According to the capital asset pricing model, the cost of capital is a function of the perceived riskiness of a project compared to the average market risk. The risk exposure, and hence cost of capital, of the project company can be minimised by efficient allocation of the various risks among the project parties best placed to manage them to develop a robust, ‘bankable’ risk allocation structure that allows the level of debt to be maximised.
The overall project, from power generation to end user, has an inherent risk profile. The risk profile of the project company can be mitigated for the benefit of its investors by a combination of:
- Government support from both importer and exporter countries
- Allocation of risks among the project parties by the project agreements (including insurance)
- Further allocation of risks between debt and equity and the sponsors effected by the finance agreements.
Project Ownership and Commercial Structure
While a number of models could be considered, this paper considers the following three models:
- Integrated Merchant Model: This is the model under which all the export facilities (solar farms, hydrogen unit, and ammonia plant) are owned by the project company and the green ammonia is sold by the project company, as seller, to the buyer under a Green Ammonia Sales and Purchase Agreement (GASPA). It is anticipated that the buyer will own or lease the import facilities. The shipping capacity, a fleet of ammonia carriers, is expected to be owned by a specialist shipowner.
- Segregated Merchant Model: The Segregated Merchant Model is the same as the Integrated Merchant Model other than that the renewable power generation, solar farms in the case of the Archetype project, are owned by one or more third parties who sell power to the project company under long-term power purchase agreements (PPAs).
- Tolling Model: A new commercial model was developed for LNG projects in the US around 2010, where the party that would traditionally have been the buyer of LNG instead signs a tolling agreement with the project company. The toller then pays a capacity and operating fee to a liquefaction plant for liquefaction services, purchases its own natural gas, sells the LNG produced but retains the optionality not to produce LNG if margins are unfavourable. This model could equally be applied to green ammonia production where the project has the capacity to produce 100 per cent green ammonia but also has the optionality, if grid-connected, to sell power at times of peak price or buy power at times of negative prices and also, potentially, sell hydrogen into its domestic market.
With a UJV, each sponsor raises debt, if it wishes to, independently. Whereas, with a project company, the sponsors must jointly agree on the project company’s financing and have the option to: (i) fund it with a mixture of equity and intercompany loans or guarantees pro rata to their shareholdings (Corporate Finance) or (ii) to require the SPC to raise debt in its own right with only limited and contractually defined support from the sponsors (Project Finance).

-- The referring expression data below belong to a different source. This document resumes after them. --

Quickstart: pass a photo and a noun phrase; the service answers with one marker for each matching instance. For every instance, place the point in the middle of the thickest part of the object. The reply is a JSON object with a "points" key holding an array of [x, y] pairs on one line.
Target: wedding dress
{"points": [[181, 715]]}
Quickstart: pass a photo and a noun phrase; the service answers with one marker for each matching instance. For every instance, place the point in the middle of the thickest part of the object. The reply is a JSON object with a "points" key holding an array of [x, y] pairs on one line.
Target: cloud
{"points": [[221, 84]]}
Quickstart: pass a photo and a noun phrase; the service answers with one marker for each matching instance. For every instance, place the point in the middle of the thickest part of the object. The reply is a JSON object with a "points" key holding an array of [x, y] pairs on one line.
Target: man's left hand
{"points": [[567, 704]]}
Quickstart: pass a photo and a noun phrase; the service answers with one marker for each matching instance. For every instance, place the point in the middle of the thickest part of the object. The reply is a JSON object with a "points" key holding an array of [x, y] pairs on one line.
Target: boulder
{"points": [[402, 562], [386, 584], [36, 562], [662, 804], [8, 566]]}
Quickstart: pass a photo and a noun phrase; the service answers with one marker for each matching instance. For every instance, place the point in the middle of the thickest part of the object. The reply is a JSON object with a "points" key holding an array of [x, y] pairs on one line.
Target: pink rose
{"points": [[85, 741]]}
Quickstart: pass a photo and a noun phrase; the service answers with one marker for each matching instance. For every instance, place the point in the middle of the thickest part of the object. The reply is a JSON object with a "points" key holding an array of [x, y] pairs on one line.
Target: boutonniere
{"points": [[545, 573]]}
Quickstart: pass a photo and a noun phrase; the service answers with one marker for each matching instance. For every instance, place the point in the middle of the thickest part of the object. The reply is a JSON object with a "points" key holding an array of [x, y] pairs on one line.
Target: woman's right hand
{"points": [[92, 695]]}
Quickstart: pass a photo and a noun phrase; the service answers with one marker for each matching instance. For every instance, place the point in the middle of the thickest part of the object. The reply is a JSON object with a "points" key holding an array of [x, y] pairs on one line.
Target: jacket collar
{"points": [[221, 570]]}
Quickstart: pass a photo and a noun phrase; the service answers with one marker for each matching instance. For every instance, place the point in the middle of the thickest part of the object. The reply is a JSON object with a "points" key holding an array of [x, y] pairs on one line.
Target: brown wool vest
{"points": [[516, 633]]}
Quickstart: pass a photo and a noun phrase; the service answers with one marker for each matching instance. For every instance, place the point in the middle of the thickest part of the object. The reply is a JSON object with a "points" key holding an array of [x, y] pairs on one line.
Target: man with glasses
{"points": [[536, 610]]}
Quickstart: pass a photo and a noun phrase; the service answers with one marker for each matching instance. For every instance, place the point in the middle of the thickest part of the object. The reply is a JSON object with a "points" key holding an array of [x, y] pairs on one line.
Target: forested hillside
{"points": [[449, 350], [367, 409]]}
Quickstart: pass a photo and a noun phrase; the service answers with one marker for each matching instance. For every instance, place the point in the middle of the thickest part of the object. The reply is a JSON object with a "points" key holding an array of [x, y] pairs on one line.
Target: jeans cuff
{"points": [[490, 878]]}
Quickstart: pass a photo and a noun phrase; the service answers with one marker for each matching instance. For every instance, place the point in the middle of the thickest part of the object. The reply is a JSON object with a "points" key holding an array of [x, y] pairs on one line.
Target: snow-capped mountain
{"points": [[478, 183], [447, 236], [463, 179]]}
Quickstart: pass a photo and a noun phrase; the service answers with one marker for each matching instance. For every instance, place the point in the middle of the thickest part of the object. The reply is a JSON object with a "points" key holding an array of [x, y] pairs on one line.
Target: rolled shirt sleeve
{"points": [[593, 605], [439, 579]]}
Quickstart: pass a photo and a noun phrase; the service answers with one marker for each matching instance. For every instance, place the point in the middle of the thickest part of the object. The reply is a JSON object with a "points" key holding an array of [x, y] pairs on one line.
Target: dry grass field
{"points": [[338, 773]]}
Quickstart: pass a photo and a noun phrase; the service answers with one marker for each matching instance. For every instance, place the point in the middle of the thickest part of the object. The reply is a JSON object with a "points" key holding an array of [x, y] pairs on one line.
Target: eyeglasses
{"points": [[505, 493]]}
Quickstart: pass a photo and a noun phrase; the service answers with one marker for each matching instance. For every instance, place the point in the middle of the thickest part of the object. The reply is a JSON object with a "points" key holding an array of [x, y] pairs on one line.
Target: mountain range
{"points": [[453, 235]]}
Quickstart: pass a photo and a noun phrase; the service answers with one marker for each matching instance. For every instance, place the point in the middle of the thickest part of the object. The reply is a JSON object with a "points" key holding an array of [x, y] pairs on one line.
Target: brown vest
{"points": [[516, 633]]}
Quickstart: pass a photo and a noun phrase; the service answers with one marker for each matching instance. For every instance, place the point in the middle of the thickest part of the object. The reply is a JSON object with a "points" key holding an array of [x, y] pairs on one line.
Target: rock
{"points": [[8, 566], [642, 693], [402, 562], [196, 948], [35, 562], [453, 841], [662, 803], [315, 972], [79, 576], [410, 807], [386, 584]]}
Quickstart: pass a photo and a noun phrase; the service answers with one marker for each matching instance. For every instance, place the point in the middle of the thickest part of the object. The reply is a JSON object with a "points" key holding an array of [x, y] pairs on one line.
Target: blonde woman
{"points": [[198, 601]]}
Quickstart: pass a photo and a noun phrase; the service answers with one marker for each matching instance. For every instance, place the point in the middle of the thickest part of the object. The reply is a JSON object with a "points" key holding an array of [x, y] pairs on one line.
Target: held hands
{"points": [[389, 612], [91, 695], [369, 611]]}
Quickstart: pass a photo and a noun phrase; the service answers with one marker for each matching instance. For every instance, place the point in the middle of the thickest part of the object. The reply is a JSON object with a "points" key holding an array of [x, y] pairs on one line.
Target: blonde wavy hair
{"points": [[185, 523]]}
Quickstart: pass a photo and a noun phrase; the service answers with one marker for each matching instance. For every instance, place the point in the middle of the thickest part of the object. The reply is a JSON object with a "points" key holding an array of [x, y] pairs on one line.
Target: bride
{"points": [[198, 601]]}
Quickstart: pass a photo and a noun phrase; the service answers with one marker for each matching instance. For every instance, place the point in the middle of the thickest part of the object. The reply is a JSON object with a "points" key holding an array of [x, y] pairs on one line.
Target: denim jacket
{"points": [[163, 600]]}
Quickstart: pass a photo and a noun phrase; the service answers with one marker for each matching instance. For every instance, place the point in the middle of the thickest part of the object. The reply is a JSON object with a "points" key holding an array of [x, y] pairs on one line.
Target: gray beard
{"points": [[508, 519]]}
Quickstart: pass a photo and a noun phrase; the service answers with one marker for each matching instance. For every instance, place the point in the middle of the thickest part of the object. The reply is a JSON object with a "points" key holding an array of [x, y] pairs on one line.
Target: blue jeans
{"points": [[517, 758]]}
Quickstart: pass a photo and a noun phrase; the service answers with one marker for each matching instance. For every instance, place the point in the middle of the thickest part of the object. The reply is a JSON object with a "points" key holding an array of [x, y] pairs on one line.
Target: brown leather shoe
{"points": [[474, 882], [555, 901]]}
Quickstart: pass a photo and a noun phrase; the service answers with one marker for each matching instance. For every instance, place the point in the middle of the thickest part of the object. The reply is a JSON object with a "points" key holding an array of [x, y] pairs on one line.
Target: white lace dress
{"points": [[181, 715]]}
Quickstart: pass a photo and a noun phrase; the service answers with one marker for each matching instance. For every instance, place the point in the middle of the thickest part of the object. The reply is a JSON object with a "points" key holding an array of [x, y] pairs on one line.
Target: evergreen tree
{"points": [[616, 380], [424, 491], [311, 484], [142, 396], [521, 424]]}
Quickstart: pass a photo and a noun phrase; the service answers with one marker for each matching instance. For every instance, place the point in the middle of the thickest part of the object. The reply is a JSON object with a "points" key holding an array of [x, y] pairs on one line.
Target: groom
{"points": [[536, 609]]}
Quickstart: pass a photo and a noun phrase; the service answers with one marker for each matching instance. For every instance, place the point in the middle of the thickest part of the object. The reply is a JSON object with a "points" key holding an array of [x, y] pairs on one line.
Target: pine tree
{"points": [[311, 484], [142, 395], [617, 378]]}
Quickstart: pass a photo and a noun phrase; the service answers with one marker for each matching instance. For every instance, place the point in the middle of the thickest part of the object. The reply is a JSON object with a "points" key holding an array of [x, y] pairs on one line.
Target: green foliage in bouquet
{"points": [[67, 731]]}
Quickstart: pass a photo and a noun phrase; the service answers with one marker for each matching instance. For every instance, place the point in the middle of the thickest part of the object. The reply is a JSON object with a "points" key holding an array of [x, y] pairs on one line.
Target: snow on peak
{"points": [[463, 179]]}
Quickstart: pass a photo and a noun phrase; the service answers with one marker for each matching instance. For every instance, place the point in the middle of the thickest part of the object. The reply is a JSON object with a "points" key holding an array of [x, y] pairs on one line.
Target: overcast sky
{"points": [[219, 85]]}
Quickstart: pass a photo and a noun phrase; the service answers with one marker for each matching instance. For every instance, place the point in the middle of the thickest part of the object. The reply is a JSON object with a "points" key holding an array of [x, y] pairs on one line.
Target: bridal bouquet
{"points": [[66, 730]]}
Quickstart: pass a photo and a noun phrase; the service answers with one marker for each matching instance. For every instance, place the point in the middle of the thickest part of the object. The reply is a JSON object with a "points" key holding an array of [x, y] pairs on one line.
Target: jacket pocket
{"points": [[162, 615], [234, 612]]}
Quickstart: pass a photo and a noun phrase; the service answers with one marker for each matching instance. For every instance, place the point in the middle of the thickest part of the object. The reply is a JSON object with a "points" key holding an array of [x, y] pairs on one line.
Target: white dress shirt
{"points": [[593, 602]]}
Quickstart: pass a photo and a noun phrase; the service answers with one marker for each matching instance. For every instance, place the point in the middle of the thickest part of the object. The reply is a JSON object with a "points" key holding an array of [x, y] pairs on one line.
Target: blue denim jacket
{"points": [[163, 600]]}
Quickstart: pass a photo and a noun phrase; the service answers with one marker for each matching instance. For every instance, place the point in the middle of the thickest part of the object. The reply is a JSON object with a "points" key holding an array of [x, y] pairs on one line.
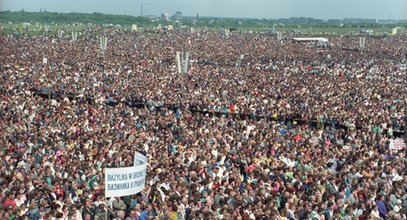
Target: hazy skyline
{"points": [[377, 9]]}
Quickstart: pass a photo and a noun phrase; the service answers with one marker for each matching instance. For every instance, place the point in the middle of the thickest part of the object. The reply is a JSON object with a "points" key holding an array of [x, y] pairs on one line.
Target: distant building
{"points": [[177, 16], [164, 16]]}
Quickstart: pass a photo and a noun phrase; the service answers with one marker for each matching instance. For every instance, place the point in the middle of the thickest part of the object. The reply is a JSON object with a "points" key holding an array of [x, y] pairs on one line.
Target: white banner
{"points": [[397, 144], [125, 181]]}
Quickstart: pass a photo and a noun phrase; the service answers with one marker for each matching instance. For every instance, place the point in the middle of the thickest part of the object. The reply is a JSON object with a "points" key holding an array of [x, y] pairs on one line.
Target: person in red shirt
{"points": [[10, 201]]}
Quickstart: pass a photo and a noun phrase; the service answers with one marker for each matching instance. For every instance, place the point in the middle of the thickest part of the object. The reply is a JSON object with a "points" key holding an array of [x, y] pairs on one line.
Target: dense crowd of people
{"points": [[66, 120]]}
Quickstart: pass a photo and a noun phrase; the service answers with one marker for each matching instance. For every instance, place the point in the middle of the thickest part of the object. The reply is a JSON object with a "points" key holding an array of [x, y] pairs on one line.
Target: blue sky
{"points": [[381, 9]]}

With corporate finance, lenders look to the credit of the sponsors, and this offers the benefits of flexibility and speed, as it avoids the relative complexity of project finance, and, if they have strong credit ratings, the benefit of lower debt costs. With project finance, lenders are exposed to the credit of the project and will require more extensive diligence and structuring. Where one sponsor is relatively weaker than others, this approach gives all parties a greater confidence in securing debt for the entire project. It also means that the sponsors may not need to consolidate their share of the project on their balance sheets but only treat it as an equity investment.
The principal sources of debt for a hydrogen export project would be: concessional finance; international and domestic commercial banks; the project bond market; export credit agencies; and multilateral development banks.
Successful green hydrogen/ammonia export projects will have been selected by a buyer on the basis of a formal or informal competitive process as the supplier of reliable low-cost hydrogen. The ability to deliver at a low cost will be a function of: the availability of low-cost, high load factor green power; the cost and efficiency of the hydrogen and ammonia plants; and the cost of capital.
The initial investors in the project are likely to be companies that have the engineering and project management skills along with sizeable balance sheets required to develop a project of the scale and complexity of the Archetype project. They are likely to be major resource companies or global utilities.
Everything else being equal, the cost of equity should fall significantly at each de-risking milestone, the principal milestones being (i) FID when the project would have a contractual framework substantially fixing the capital cost and the offtake price and (ii) completion of the project. There is a substantial pool of investors, typically institutional investors such as infrastructure funds, that has the appetite to invest in low-risk infrastructure assets with lower investment return hurdles than resource companies.
This paper, for illustration, examines an Archetype project, using 1GW of solar generation to produce 250 ktpa green ammonia be sold at a fixed price of USD 770/tonne (just sufficient to meet the assumed cost of capital). This compares with a 5-year average price of a little over USD 600/tonne but over USD 1,300/tonne at the time of writing. Assuming a 20-year offtake contract and a 15-year loan (with a 3- 27 year construction period), the Archetype project can support a DER of around 65 per cent. For early projects and especially if no completion guarantees were available, the DER might be closer to 60 per cent. However, the DERs achieved by projects are expected to increase over time as more experience is gained with the technology and lenders can accept longer term loans.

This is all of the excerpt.